The Court stated that the current case involves an “alternative-theory error,” which occurs when a “trial court instructs a jury on two theories of guilt, one of which was legally correct and one legally incorrect.” People v. Aledamat, 447 P.3d 277 (Cal. 2019). The Supreme Court distinguishes between theories of guilt that are “factually incorrect” from those that are “legally incorrect.” See Id. Jurors are capable of determining whether the former type of theories is unsupported by the evidence; however, jurors are not capable of doing so (or even permitted to) when faced with an incorrect statement of the law because they are instructed by the court that only it may provide the applicable law for the case, the Court stated. See id. Consequently, when a legally incorrect theory of guilt is provided to the jury, it violates the defendant’s constitutional right to “a jury properly instructed in the relevant law.” In re Martinez.
Courts evaluate the prejudice of such errors under the “harmless error” standard of Chapman v. California, 386 U.S. 18 (1967). Under that standard, courts must reverse a conviction “unless after examining the entire cause, including the evidence, and considering all relevant circumstances,” the reviewing court “determines the error was harmless beyond a reasonable doubt.” Aledamat.
In the present case, this means that the Court must reverse unless it determines beyond a reasonable doubt that the instructional error did not contribute to the verdict.

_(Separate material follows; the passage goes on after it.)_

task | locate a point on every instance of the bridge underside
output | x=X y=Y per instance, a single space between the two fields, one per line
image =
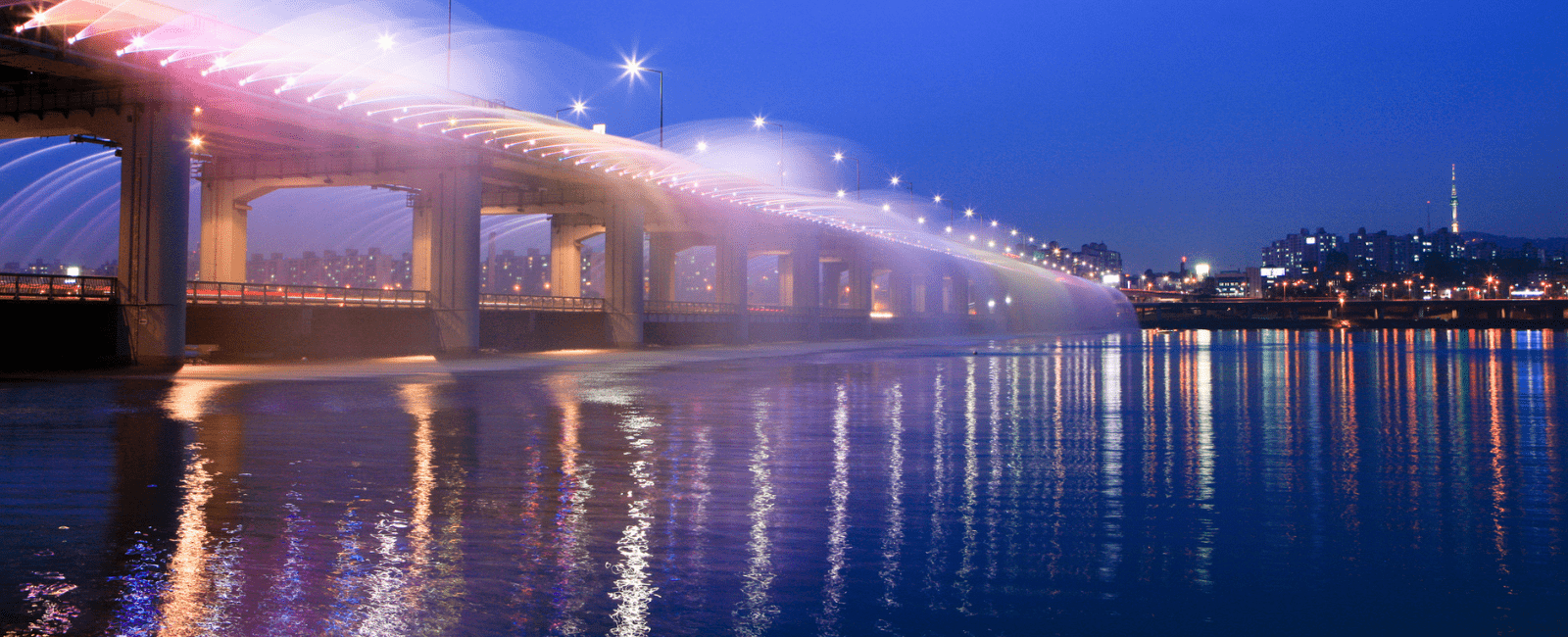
x=240 y=146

The Court stated, “[g]enerally speaking, a sentencing enhancement finding is some ‘other point’ or ‘other aspect’ of a jury’s verdict that could ‘effectively embrace’ findings necessary to maintain a conviction.” People v. Covarrubias, 378 P.3d 615 (Cal. 2016). Ferrell’s enhancement increased the sentence of anyone who “in the commission of a felony specified,” including murder, “personally and intentionally discharges a firearm and proximately causes … death.” § 12022.53(d). The enhancement statute requires only an intent to discharge a firearm, not subjective awareness of a risk or disregard for life, i.e., implied malice. Consequently, the jury could find the enhancement true against Ferrell without finding he acted with malice.
Furthermore, there was evidence to support a finding that Ferrell did not act with malice when he fired the gun. The jury heard evidence that he fired into the air to break up a fight Jenkins was losing; that Jenkins was Ferrell’s childhood friend and fellow gang member; and that Ferrell rushed to Jenkins, saying he was sorry and did not mean it. Had the jury been given only the proper instruction requiring a finding of malice to convict of second degree murder, Ferrell may not have been convicted. The Court could not conclude beyond a reasonable doubt that the legally incorrect jury instruction regarding second degree murder did not contribute to the verdict. Thus, the Court ruled that the error was not harmless.
Accordingly, the Court granted habeas relief on his claim and vacated the judgment against him to the extent it is based upon his conviction for second degree murder. See: In re Ferrell, 526 P.3d 110 (Cal. 2023).